China May Require Automakers, Including Tesla, To Store Driver Data Domestically

In a move that we’re sure Elon Musk will hurriedly comply with, China is reportedly mulling the idea of making auto manufacturers store the personal data and information they collect in China domestically, according to new draft guidelines issued by the Ministry of Industry and Information Technology.

Bloomberg reported on Thursday that automakers would also have to report to the Chinese government if they intended on moving the data outside of the country at any point. The report noted that Tesla would be one of the manufacturers affected.

The guidelines also state that companies are “banned from leaking any ‘sensitive information’ involving state security”. Hilariously, the report says that the Ministry of Industry and Information Technology will be soliciting public opinions on the guidelines until May 8. We’re sure they’re going to pay close attention to what the public thinks…

Recall, at the end of March, we noted how Elon Musk’s ass kissing tour in China had continued well into 2021. The Tesla CEO apparently “sang Beijing’s praises in a recent interview with state-run China Central Television,” back in late March, while trying to deflect growing concerns about his vehicles.

Musk said that China would eventually become Tesla’s largest market – both in number of customers and vehicles produced. Musk also praised Beijing for aiming to slash carbon emissions. He said China’s goal of peaking carbon emissions by 2030 and achieving carbon neutrality by 2060 is a “great one”, according to China Daily.

The interview came just days after we wrote that Tesla cars were being banned from Chinese military bases due to “concerns about sensitive data being collected by cameras built into the vehicles”.

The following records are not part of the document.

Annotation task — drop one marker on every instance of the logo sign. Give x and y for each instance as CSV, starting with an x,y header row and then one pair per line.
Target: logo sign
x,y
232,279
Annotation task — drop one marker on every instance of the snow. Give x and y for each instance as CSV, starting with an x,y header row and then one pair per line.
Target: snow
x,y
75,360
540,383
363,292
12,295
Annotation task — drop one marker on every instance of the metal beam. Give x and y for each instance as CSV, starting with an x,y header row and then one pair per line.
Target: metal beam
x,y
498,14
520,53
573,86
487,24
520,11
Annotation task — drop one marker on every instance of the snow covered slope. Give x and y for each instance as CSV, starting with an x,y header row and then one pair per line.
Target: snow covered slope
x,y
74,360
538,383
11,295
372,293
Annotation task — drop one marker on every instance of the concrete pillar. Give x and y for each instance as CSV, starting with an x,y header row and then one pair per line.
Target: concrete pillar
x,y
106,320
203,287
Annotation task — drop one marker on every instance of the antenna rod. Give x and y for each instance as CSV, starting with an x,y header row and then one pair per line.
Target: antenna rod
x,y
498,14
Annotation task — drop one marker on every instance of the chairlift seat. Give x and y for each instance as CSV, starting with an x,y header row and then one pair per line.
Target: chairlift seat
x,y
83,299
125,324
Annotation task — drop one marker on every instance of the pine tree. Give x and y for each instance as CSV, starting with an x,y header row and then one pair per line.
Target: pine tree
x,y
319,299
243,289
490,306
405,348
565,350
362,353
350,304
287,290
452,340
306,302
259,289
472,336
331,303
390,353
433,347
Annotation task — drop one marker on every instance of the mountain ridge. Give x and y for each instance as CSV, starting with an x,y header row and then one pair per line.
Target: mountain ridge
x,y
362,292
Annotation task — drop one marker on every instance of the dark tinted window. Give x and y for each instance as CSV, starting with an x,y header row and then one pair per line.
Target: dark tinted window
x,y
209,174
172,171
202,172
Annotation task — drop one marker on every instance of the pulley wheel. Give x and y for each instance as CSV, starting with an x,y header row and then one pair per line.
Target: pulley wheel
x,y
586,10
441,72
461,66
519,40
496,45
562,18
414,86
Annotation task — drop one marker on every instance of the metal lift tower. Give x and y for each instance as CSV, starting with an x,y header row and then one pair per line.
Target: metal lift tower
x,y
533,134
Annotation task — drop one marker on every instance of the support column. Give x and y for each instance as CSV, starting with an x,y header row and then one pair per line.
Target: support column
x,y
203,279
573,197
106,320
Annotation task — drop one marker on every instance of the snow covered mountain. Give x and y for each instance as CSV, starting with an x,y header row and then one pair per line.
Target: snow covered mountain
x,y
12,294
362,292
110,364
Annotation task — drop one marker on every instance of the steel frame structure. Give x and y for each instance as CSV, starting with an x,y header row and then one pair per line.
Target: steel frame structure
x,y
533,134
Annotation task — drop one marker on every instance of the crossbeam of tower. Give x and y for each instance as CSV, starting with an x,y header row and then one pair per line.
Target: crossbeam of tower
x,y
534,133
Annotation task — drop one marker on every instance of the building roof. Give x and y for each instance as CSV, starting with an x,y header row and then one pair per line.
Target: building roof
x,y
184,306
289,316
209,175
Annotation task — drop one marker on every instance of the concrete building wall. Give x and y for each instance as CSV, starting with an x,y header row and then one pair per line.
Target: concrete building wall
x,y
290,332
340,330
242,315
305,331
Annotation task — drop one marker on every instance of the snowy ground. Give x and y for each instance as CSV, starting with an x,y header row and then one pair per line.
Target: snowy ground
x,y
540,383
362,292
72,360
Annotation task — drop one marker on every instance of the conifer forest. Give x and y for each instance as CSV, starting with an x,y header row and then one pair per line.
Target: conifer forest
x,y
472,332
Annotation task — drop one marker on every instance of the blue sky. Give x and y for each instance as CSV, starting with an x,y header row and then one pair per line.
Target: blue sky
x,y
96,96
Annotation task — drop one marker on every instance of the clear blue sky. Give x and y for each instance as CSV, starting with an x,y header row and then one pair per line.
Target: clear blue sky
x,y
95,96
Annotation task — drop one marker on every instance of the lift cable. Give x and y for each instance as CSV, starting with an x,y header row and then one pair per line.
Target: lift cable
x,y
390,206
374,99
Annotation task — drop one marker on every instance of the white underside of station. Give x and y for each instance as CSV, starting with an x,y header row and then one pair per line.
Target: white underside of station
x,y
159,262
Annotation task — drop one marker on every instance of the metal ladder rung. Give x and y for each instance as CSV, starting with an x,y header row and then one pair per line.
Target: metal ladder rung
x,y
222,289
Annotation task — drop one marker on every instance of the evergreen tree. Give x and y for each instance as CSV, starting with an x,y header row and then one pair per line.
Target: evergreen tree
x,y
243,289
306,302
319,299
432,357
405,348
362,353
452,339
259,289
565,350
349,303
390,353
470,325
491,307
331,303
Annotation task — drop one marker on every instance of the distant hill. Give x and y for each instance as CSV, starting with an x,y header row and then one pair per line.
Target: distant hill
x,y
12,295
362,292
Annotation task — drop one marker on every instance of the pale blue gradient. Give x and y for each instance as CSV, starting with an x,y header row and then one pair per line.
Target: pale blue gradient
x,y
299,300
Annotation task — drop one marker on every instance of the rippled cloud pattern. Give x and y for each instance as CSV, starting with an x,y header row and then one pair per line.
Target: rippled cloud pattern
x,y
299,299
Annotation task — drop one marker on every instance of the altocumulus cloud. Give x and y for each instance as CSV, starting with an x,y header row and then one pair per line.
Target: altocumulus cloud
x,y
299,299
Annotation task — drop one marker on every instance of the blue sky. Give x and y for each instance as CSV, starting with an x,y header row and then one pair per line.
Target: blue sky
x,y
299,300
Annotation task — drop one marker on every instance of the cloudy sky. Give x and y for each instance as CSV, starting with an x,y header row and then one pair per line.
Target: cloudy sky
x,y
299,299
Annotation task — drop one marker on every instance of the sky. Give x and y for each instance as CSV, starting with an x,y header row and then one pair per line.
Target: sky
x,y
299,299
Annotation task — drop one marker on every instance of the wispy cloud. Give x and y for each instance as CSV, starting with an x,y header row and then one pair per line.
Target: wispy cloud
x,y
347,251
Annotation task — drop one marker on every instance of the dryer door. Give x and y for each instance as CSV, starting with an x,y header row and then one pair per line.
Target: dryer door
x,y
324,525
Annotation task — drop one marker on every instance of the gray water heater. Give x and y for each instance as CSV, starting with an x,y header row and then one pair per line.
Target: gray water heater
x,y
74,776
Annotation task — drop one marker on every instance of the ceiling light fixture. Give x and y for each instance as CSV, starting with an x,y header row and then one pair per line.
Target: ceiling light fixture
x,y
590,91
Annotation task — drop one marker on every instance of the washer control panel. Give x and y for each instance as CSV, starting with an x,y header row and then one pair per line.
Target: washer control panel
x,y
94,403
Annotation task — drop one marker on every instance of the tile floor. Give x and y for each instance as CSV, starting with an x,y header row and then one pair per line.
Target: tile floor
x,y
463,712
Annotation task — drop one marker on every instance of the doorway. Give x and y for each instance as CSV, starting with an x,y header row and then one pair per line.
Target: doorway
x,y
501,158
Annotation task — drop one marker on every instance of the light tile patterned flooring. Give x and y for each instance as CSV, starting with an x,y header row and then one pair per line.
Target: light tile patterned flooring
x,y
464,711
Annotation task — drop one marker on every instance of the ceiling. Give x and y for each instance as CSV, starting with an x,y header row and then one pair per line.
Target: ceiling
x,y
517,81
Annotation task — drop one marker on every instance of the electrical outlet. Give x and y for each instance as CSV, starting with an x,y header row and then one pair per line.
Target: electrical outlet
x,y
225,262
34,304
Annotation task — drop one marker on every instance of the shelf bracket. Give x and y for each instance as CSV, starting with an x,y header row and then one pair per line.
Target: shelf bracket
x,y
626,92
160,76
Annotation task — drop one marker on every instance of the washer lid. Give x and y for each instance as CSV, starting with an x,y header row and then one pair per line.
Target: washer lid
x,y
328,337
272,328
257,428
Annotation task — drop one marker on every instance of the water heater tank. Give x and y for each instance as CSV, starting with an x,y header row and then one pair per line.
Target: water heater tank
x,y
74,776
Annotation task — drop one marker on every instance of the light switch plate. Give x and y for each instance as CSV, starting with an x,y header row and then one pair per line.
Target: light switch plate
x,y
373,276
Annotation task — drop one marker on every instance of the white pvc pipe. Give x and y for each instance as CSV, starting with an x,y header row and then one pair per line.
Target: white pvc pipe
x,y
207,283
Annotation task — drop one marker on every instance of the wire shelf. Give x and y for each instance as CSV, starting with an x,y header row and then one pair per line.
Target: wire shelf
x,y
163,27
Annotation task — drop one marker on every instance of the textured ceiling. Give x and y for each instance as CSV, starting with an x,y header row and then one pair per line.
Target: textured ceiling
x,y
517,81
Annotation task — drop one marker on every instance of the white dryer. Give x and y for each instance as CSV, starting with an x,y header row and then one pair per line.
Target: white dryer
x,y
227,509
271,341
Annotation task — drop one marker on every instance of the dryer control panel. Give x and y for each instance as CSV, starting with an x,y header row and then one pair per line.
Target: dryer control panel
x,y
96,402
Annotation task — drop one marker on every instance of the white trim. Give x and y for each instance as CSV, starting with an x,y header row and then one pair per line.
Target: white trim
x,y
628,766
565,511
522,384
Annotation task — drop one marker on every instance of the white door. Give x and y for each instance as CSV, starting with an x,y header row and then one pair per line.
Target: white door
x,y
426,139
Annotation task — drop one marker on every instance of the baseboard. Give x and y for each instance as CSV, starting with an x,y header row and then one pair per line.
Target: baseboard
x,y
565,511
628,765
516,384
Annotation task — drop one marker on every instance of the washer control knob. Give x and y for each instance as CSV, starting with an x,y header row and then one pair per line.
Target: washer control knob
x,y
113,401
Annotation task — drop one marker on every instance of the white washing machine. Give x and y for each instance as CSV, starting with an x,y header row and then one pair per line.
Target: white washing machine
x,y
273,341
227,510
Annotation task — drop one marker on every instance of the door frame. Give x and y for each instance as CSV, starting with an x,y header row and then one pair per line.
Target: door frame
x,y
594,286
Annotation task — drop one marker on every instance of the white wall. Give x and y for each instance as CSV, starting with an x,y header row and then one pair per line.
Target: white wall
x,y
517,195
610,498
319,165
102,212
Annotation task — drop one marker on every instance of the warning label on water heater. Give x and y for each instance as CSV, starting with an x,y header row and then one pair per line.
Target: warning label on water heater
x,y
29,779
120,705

The order was issued by the Chinese military and directs Tesla owners to park their vehicles outside of military property. China had concerns that Tesla is “collecting sensitive data via the cars’ in-built cameras in a way the Chinese government can’t see or control”. Images of a purported notice of the ban were circulating on Chinese social media, with the notice proclaiming that cameras and ultrasonic sensors in Tesla cars may “expose locations” last week.

Recall we’ve also covered the China risk to Tesla’s business in our piece suggesting that Elon Musk’s Chinese fairy tale could eventually come to an end. We also noted that, to date, Musk has been able to sidestep some ugly press in China, including out of control Tesla vehicles, forced recalls, constant price cuts and disgruntled customers.

And at least for now, the beat goes on for Tesla in China.